Dans les sections thématiques, les auteurs consacrent trois pages à chacune des oeuvres qui sont d’abord judicieusement résumées en quelques lignes; ils font ensuite un certain nombre de remarques concernant les personnages, l’espace, le temps et la langue. Ces analyses, bien que sommaires, se révèlent utiles pour qui veut avoir une idée générale du propos d’une pièce. Toutefois, quelques commentaires sont alourdis par des imprécisions d’ordre syntaxique, la fluidité et la clarté n’étant pas toujours au rendez-vous : « On pourrait mentionner l’efficacité remarquable de l’économie de moyens qui souligne les accents véritables qui s’en dégagent, leur permet de prendre toutes leurs forces » (p. 18). Enfin, les commentaires présentent certaines redites: les auteurs affirment dans les analyses de trop nombreuses pièces, par exemple, que les espaces exigus correspondent à « l’enfermement » des personnages. Les observations auraient parfois gagné à être plus précises afin de souligner la spécificité de chaque oeuvre et d’éviter les redondances.

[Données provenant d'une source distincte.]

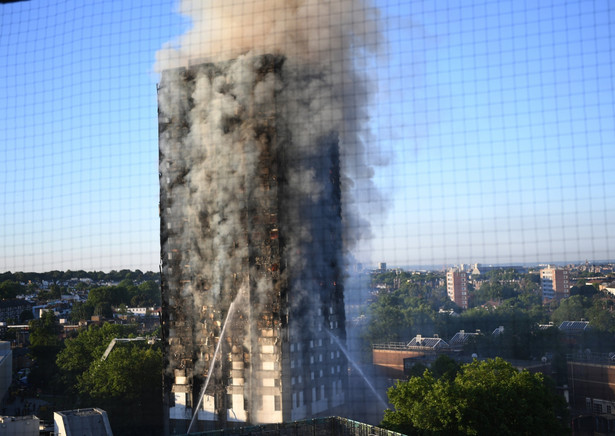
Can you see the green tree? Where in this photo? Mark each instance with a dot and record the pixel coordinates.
(484, 398)
(127, 384)
(10, 289)
(45, 344)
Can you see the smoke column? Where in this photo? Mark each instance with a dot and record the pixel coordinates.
(263, 155)
(333, 37)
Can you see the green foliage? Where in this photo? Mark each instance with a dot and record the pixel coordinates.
(410, 308)
(89, 346)
(101, 300)
(44, 345)
(10, 289)
(45, 331)
(127, 384)
(483, 398)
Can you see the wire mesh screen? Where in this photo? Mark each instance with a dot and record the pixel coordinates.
(485, 128)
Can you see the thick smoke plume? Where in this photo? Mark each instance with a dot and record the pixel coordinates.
(263, 120)
(336, 38)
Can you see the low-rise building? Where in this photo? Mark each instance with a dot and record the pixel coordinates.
(555, 283)
(457, 287)
(20, 425)
(91, 422)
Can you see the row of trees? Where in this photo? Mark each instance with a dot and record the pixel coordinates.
(61, 276)
(102, 300)
(128, 384)
(480, 398)
(413, 307)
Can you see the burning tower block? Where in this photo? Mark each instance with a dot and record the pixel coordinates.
(250, 206)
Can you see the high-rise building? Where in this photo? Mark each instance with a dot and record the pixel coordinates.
(457, 287)
(250, 206)
(555, 283)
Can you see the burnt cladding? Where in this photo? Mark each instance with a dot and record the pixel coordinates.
(250, 207)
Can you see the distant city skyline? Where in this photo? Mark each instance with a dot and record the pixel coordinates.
(492, 134)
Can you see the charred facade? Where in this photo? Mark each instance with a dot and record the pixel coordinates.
(250, 206)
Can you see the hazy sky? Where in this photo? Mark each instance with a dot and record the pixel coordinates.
(496, 119)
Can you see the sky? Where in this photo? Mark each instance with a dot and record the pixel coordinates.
(492, 133)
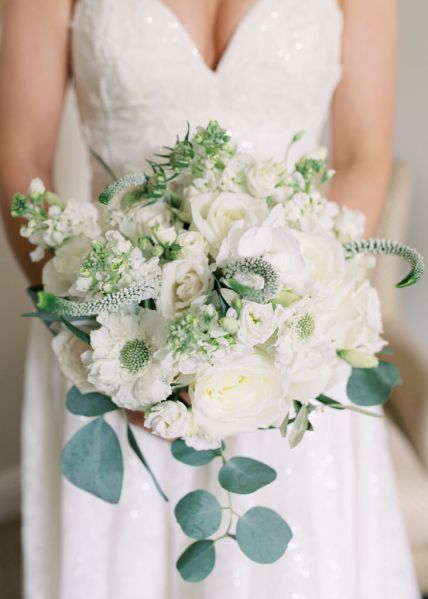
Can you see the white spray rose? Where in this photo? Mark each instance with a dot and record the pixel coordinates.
(183, 282)
(263, 177)
(61, 272)
(169, 419)
(68, 350)
(214, 213)
(244, 394)
(257, 323)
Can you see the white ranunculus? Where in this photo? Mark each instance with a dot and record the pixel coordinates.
(214, 213)
(256, 324)
(169, 419)
(61, 272)
(193, 244)
(358, 322)
(69, 350)
(244, 394)
(183, 282)
(263, 177)
(128, 360)
(275, 244)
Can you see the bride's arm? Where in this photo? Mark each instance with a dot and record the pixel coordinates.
(33, 78)
(363, 108)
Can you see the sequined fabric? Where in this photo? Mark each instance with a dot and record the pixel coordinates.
(139, 78)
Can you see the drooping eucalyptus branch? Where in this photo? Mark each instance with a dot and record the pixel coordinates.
(384, 246)
(110, 303)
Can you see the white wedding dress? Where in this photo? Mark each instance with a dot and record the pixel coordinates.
(139, 79)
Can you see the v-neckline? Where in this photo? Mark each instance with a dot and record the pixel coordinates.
(240, 26)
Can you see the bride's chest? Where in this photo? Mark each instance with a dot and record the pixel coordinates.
(135, 52)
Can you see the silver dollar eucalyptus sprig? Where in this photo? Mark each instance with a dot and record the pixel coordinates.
(393, 248)
(109, 303)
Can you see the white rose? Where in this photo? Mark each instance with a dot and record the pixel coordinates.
(60, 273)
(256, 324)
(242, 395)
(214, 213)
(192, 244)
(275, 244)
(183, 281)
(358, 322)
(263, 177)
(169, 419)
(68, 350)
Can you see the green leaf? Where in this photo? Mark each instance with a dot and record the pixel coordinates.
(300, 426)
(263, 535)
(88, 404)
(197, 562)
(245, 475)
(92, 460)
(191, 456)
(136, 449)
(198, 514)
(372, 386)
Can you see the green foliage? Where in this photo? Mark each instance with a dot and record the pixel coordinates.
(245, 475)
(191, 456)
(373, 386)
(136, 449)
(197, 562)
(198, 514)
(88, 404)
(263, 535)
(92, 460)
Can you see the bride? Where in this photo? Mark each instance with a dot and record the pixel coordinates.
(264, 69)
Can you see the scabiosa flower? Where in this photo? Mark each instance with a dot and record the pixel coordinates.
(128, 361)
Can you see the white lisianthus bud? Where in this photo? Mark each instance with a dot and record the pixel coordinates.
(169, 419)
(358, 359)
(263, 177)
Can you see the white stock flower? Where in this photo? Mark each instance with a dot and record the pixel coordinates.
(274, 243)
(263, 177)
(183, 282)
(214, 213)
(169, 419)
(256, 324)
(244, 394)
(193, 244)
(69, 350)
(128, 360)
(62, 271)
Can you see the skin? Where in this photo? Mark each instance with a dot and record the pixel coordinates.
(34, 70)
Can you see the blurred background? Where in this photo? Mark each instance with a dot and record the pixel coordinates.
(407, 321)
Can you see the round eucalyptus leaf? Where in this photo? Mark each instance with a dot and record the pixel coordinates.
(245, 475)
(198, 514)
(88, 404)
(190, 456)
(92, 460)
(197, 562)
(372, 386)
(263, 535)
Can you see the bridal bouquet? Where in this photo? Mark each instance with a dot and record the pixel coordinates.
(218, 295)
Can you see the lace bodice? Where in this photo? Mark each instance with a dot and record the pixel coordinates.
(140, 78)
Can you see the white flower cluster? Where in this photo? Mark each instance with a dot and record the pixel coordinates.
(258, 308)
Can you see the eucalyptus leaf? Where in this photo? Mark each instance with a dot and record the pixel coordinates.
(197, 562)
(245, 475)
(372, 386)
(136, 449)
(88, 404)
(192, 457)
(263, 535)
(199, 514)
(300, 426)
(92, 460)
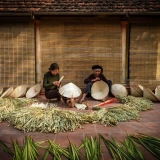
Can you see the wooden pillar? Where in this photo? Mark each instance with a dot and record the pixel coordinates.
(124, 54)
(38, 52)
(158, 57)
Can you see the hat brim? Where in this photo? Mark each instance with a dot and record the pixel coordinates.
(7, 92)
(119, 89)
(19, 91)
(136, 91)
(70, 90)
(1, 90)
(147, 93)
(33, 91)
(99, 90)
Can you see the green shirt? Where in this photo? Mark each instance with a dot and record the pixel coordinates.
(48, 80)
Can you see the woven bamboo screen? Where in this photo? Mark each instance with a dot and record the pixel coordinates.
(144, 41)
(17, 52)
(78, 43)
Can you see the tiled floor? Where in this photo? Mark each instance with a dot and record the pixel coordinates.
(149, 124)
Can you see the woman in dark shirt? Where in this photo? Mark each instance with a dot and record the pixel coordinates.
(51, 82)
(96, 76)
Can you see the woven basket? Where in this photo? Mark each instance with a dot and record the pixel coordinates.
(99, 90)
(119, 89)
(70, 90)
(136, 91)
(147, 93)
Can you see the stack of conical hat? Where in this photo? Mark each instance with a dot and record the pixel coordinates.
(7, 92)
(19, 91)
(119, 89)
(99, 90)
(1, 90)
(147, 93)
(136, 90)
(157, 92)
(33, 91)
(70, 90)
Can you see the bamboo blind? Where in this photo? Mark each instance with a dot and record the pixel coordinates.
(144, 54)
(78, 43)
(17, 52)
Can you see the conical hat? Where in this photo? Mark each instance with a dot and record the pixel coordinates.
(19, 91)
(119, 89)
(70, 90)
(1, 90)
(147, 93)
(99, 90)
(140, 87)
(136, 91)
(157, 92)
(7, 92)
(33, 91)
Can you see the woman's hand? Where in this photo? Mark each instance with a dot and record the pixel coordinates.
(57, 83)
(96, 79)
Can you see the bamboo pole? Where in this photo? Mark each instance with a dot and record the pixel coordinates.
(124, 61)
(38, 53)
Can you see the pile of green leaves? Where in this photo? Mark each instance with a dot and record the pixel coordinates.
(90, 148)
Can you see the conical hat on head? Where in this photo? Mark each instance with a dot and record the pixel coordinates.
(19, 91)
(7, 92)
(70, 90)
(99, 90)
(157, 92)
(140, 87)
(136, 91)
(147, 93)
(1, 90)
(33, 91)
(119, 89)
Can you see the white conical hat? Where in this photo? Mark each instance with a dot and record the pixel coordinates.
(70, 90)
(147, 93)
(7, 92)
(19, 91)
(1, 90)
(157, 92)
(33, 91)
(99, 90)
(119, 89)
(136, 91)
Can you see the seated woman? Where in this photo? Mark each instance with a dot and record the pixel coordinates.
(97, 75)
(51, 82)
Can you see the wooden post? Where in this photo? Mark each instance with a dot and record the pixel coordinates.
(158, 58)
(124, 43)
(38, 53)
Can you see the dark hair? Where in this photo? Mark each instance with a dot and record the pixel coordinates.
(97, 67)
(53, 66)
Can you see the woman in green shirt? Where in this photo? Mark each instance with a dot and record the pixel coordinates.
(51, 82)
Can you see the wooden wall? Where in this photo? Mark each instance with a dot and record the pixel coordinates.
(144, 54)
(78, 43)
(17, 52)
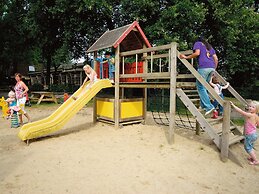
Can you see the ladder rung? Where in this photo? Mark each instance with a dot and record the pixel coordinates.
(190, 91)
(235, 139)
(195, 99)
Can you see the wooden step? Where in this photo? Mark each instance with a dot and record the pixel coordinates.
(193, 95)
(235, 139)
(219, 131)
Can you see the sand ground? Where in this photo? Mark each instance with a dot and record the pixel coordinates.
(97, 159)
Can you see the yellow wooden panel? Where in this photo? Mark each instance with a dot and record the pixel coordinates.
(131, 109)
(105, 109)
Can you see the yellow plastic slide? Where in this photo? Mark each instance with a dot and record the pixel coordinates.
(67, 110)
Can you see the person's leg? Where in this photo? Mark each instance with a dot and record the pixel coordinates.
(248, 145)
(215, 103)
(27, 116)
(20, 118)
(204, 97)
(221, 107)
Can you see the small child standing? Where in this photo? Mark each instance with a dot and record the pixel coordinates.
(14, 109)
(214, 82)
(252, 121)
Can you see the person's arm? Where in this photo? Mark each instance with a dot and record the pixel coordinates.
(26, 89)
(225, 86)
(239, 110)
(85, 80)
(216, 60)
(193, 55)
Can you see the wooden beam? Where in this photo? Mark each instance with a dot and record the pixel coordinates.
(231, 90)
(201, 80)
(157, 75)
(94, 99)
(173, 73)
(224, 143)
(163, 75)
(145, 50)
(157, 56)
(117, 88)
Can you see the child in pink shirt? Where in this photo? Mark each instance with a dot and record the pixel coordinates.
(252, 121)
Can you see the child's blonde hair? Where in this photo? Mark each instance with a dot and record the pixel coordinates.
(11, 94)
(87, 67)
(256, 106)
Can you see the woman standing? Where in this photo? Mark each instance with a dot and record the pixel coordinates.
(20, 91)
(208, 62)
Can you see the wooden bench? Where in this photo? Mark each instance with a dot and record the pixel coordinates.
(42, 96)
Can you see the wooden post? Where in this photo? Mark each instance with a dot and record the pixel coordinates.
(224, 143)
(145, 70)
(117, 88)
(81, 78)
(173, 73)
(198, 128)
(94, 99)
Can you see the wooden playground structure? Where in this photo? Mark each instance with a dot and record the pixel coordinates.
(161, 68)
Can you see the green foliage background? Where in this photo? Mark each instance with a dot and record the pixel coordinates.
(52, 32)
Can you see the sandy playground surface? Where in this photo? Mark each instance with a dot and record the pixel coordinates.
(97, 159)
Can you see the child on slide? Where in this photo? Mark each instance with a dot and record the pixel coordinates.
(13, 108)
(214, 82)
(91, 75)
(252, 121)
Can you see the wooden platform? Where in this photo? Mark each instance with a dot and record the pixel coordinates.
(41, 96)
(184, 85)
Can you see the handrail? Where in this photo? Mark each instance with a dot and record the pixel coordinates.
(145, 50)
(231, 89)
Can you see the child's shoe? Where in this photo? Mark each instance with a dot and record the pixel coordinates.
(215, 114)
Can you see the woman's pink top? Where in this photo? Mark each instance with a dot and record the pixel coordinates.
(249, 128)
(19, 90)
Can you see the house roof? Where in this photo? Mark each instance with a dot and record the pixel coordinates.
(129, 37)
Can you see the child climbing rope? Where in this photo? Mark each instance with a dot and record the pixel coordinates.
(91, 75)
(252, 121)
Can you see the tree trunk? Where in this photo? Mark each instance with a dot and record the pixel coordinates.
(48, 70)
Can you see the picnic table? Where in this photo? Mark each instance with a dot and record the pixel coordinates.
(41, 96)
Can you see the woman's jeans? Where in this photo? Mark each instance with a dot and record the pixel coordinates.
(204, 97)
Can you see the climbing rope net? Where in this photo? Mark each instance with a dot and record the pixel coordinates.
(159, 103)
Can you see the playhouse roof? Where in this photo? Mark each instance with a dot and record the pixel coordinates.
(129, 37)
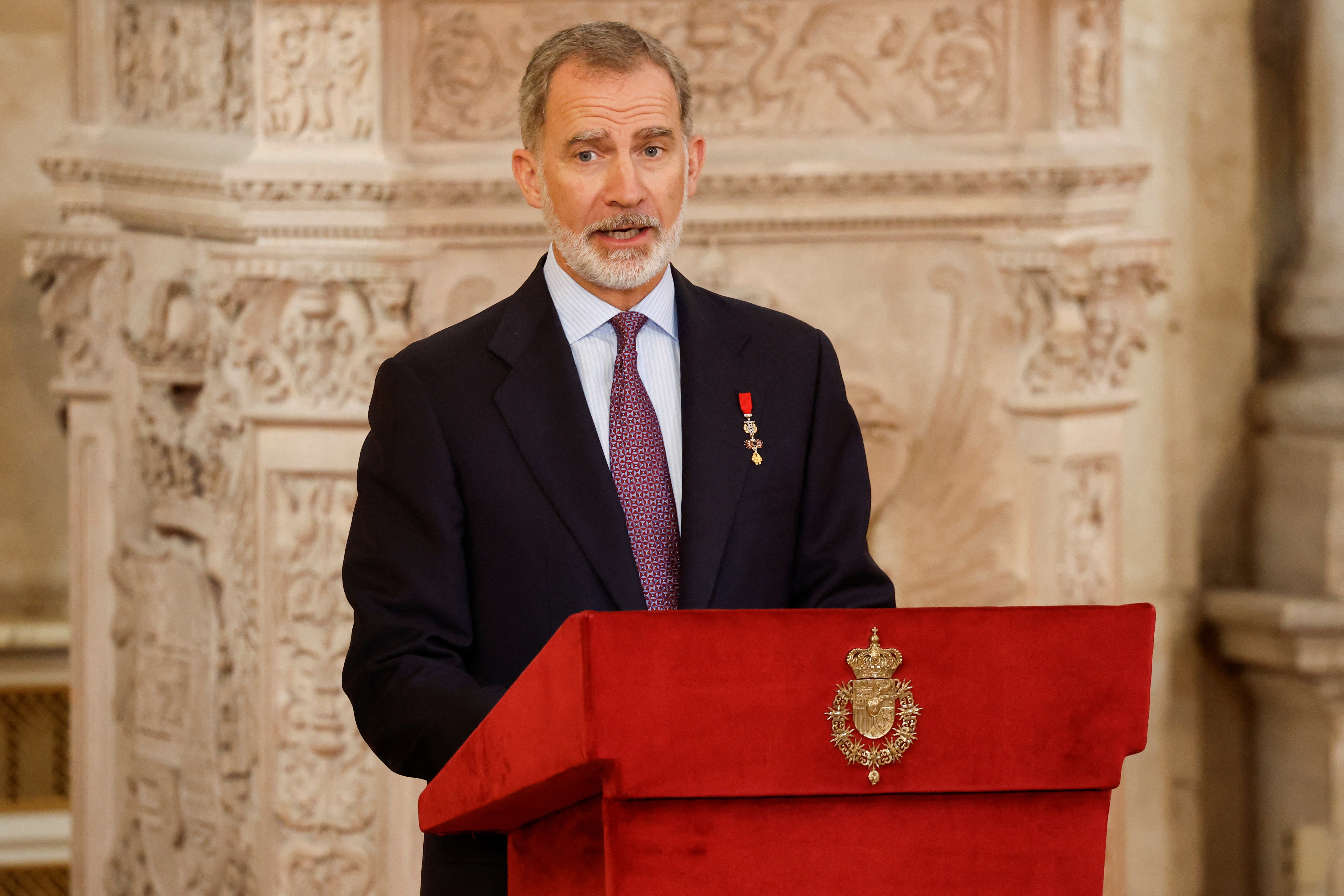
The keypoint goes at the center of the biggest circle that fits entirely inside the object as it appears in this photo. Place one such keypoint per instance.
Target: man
(580, 445)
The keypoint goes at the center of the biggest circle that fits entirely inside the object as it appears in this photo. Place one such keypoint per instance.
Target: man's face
(612, 173)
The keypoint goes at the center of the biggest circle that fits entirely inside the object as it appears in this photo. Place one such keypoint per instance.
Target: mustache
(626, 221)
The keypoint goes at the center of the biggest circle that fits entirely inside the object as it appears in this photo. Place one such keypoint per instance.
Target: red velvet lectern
(690, 753)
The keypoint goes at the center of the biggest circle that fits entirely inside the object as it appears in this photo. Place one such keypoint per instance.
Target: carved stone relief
(1092, 504)
(943, 522)
(948, 530)
(319, 76)
(80, 279)
(185, 64)
(314, 344)
(177, 836)
(795, 66)
(1090, 62)
(327, 786)
(1082, 315)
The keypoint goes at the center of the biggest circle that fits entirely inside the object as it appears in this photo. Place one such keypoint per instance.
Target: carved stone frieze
(319, 72)
(326, 778)
(312, 343)
(798, 66)
(1089, 70)
(177, 834)
(185, 64)
(1082, 312)
(80, 276)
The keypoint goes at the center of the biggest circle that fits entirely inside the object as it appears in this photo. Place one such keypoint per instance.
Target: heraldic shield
(882, 707)
(874, 706)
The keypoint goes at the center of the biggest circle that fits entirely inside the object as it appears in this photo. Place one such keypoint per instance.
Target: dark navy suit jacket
(487, 515)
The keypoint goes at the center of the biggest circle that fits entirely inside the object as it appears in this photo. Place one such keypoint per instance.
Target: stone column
(1290, 647)
(1082, 313)
(1291, 652)
(1300, 545)
(81, 274)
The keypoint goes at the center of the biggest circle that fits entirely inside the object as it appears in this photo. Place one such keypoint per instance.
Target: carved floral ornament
(1082, 312)
(319, 72)
(327, 780)
(802, 66)
(312, 343)
(80, 277)
(183, 64)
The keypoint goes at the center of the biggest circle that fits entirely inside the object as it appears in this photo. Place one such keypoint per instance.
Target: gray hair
(612, 46)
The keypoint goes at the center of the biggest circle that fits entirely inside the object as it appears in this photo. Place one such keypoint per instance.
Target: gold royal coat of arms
(882, 709)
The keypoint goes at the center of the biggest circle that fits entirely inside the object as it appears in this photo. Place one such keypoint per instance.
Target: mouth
(624, 234)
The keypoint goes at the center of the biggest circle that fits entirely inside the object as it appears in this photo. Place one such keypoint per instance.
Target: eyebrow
(587, 136)
(599, 134)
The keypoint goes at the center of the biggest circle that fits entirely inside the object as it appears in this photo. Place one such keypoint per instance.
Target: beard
(615, 268)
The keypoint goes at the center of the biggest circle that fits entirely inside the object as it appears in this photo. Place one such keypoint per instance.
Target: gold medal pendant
(749, 426)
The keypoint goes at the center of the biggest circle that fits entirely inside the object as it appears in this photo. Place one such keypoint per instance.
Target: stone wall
(263, 201)
(34, 109)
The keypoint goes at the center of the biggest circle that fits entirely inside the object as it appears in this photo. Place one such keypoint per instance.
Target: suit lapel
(544, 405)
(714, 465)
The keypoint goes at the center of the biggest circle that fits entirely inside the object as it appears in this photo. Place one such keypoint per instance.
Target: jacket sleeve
(405, 577)
(832, 566)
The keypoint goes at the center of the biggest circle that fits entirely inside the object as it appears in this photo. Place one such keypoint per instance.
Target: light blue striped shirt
(587, 322)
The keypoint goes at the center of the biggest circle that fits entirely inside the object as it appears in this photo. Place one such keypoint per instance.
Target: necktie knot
(628, 326)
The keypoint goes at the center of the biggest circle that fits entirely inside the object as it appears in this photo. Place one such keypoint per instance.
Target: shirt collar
(583, 312)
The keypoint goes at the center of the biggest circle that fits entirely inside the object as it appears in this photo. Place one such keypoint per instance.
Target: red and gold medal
(749, 426)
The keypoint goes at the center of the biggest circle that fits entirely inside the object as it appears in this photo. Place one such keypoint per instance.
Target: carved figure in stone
(81, 279)
(1092, 60)
(757, 66)
(326, 793)
(1088, 565)
(331, 871)
(1082, 319)
(185, 64)
(179, 836)
(318, 70)
(316, 344)
(463, 78)
(66, 315)
(178, 331)
(956, 62)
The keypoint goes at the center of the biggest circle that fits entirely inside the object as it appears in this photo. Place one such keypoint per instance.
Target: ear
(526, 170)
(695, 163)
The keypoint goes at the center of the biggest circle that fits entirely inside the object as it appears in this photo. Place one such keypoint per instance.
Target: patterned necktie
(640, 469)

Quels sont, finalement, les destinataires d’un tel ouvrage? Il ne s’agit pas nécessairement d’une initiation au théâtre québécois qui pourrait s’adresser à des publics étrangers puisque ni les auteurs ni les pièces ne sont présentés dans leur contexte historique et littéraire. 100 pièces du théâtre québécois qu’il faut lire et voir, en tant que banque de résumés éclairants, s’avérera profitable aux professeurs des niveaux collégial et secondaire qui désirent faire découvrir de nouvelles oeuvres à leurs élèves. Plus largement, le lectorat y trouvera l’occasion de parcourir l’ensemble (un peu troué) de notre théâtre pour y saisir au vol ce qui attire son regard et réaliser ensuite une lecture plus approfondie.